Can anyone give me some pointers on best algo choices / tools, and structuring the data / configing the algo to steer it.
Many thanks in advance as always!
w
Hello @Dubya_dup_93
Thanks for posting to the Community!
Are you able to share your workflow with some sample data so the Community can see what you have attempted so far?
This will allow the Community to better troubleshoot directly where you are having trouble.
thanks!
TrevorS
Are you looking to do this natively in Alteryx or do you have experience with languages such as python?
I'm going to caveat upfront I am not a data scientist, but have done a little exploratory project work on text analytics. It looks like you need to do something along the lines of topic modelling (look at the relationship of words to draw out relationships) and named entity extraction (identifying the context of a word, for example knowing if you talk about Apple in the context of iphones and tech then Apple is company and not a fruit).
There is a brute force method of creating a library of words and then doing a count of matches against descriptions, and then setting a criteria which gets you to a relevant / not-relevant accuracy that you are comfortable.
Looking at stuff in Alteryx
The Intelligence Suite add-on for Alteryx has the ability to do unsupervised topic modelling but given you know what are relevant descriptions and what are irrelevant then I don't think this will really help here.

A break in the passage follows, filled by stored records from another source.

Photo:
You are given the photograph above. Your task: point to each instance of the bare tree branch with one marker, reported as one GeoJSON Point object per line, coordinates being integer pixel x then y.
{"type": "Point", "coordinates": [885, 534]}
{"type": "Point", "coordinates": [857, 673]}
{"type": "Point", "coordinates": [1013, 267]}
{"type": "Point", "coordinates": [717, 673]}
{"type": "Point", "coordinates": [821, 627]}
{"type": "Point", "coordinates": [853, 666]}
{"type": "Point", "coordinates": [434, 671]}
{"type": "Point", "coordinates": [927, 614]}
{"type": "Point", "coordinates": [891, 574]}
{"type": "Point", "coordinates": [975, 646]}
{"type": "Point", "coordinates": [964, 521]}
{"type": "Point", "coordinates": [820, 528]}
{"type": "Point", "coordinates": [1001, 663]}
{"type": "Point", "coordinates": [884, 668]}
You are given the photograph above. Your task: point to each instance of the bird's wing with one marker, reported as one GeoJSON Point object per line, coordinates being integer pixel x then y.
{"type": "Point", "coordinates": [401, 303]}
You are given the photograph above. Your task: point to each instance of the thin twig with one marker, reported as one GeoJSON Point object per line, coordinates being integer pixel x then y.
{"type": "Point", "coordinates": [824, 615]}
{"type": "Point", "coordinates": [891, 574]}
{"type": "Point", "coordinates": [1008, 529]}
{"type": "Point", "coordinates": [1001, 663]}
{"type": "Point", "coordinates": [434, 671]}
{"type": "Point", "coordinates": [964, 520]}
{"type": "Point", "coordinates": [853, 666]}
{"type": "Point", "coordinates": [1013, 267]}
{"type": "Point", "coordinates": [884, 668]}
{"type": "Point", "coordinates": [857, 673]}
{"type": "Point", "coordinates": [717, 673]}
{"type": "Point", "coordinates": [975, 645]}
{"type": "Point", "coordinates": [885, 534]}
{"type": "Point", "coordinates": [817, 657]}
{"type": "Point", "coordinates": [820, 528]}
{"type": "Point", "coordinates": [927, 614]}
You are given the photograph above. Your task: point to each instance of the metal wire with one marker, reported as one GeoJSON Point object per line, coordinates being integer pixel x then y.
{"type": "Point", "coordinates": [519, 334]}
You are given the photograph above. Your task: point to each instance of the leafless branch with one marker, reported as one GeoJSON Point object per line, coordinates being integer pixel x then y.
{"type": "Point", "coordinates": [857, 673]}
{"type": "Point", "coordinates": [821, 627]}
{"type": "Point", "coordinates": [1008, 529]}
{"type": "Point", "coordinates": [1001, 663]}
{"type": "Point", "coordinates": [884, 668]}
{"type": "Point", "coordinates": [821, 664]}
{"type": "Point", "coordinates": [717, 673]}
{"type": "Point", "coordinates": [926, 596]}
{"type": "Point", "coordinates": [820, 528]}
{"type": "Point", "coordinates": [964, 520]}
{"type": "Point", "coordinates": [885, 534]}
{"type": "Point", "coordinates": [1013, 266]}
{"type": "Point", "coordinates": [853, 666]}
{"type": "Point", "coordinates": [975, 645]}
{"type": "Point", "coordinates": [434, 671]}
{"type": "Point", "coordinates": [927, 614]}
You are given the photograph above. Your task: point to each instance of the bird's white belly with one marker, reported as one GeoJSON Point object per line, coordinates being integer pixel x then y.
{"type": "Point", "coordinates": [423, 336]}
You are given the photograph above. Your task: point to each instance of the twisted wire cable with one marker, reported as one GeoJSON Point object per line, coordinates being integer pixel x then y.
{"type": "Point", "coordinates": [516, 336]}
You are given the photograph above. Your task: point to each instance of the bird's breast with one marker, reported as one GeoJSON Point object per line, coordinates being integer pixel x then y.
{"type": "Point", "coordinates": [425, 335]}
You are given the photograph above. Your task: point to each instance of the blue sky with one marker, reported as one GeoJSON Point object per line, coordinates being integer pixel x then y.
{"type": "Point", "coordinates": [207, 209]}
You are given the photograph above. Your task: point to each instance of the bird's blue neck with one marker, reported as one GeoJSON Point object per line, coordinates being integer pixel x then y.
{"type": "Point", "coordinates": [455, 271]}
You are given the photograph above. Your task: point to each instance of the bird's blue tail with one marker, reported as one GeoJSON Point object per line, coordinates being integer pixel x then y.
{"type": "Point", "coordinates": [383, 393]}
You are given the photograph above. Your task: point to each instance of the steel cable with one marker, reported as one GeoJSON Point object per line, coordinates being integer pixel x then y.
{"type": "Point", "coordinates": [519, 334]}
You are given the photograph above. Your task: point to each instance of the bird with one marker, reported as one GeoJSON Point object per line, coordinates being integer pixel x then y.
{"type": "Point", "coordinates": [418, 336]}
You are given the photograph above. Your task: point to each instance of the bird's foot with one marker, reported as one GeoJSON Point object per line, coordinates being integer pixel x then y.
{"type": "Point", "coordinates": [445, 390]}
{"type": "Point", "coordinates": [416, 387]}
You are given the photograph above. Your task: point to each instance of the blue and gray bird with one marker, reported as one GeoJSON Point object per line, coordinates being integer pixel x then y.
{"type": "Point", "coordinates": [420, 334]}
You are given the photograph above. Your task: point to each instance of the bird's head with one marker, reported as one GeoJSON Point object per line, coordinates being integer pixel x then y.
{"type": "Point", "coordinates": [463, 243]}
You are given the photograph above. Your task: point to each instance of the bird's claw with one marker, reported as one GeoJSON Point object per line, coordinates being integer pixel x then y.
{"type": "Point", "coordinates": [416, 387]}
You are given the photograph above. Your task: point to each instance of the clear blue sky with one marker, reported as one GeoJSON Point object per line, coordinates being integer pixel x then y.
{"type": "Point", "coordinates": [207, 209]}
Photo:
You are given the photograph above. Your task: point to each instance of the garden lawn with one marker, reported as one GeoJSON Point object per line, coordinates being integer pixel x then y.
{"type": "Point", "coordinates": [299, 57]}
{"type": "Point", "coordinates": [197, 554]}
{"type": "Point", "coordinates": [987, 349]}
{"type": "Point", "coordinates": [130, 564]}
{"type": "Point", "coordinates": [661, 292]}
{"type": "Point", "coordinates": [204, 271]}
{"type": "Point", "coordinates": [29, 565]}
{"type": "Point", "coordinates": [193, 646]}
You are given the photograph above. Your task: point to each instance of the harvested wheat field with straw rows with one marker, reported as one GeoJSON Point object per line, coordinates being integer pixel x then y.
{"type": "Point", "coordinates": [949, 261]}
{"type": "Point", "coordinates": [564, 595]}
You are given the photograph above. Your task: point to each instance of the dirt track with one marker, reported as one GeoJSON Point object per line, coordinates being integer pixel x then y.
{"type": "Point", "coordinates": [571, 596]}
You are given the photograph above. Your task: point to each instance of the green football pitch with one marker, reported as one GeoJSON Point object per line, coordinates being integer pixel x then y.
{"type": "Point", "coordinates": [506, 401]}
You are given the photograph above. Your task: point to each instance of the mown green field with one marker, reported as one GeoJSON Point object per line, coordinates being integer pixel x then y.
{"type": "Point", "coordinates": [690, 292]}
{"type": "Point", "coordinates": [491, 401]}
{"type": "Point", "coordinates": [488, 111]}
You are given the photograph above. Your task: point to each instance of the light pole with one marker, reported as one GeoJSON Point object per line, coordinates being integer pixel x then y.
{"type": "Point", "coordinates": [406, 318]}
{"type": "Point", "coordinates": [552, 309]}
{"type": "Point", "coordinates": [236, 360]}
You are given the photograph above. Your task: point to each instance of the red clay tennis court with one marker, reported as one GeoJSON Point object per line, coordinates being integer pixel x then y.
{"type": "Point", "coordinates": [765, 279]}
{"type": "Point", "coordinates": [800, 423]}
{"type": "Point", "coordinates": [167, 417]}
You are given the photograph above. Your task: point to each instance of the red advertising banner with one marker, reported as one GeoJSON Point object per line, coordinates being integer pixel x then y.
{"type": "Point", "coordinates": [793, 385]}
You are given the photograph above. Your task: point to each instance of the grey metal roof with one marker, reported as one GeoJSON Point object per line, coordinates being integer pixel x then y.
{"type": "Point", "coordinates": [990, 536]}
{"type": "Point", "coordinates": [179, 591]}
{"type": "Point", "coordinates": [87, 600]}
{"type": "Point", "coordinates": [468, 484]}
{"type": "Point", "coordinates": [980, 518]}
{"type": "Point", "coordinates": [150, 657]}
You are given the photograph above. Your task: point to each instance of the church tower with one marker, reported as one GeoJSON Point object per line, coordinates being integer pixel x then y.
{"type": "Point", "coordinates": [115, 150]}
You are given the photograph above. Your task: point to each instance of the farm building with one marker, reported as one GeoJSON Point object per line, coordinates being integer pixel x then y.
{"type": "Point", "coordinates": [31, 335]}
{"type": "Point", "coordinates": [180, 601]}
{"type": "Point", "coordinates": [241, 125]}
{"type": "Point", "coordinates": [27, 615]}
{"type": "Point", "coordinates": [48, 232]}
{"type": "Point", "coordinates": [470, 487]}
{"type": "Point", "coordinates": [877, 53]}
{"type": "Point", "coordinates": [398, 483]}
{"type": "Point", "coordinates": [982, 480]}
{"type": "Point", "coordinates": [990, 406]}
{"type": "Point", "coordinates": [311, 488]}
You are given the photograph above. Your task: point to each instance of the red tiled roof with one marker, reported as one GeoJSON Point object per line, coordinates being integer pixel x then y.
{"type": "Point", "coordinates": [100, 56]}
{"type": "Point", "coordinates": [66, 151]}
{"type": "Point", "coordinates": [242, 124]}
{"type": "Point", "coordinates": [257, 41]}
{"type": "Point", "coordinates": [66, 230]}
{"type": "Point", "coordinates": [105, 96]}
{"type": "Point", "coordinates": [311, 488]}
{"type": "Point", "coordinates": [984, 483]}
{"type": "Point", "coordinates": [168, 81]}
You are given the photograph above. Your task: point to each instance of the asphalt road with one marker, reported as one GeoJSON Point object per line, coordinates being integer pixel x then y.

What IS would allow you to do is read in all the descriptions and based on the LDA model it would score the descriptions to a particular topic so you might have it identify topics which talk more about how you would wear an item versus trends versus talking about materials and manufacturing topics.
Not native Alteryx, but can be coded in
Stuff like named entity recognition is not included in Alteryx as a tool, but within Alteryx you could leverage either services like Microsoft Congnitive Services or python packages such as Spacy.
Spacy has pre-trained models which you can use, for example labelled datasets based on wikipedia articles or there is the ability to train a model, but I've not explored this.
While no specific answers, hopefully this gives you some addition insight into text analytics and areas to explore.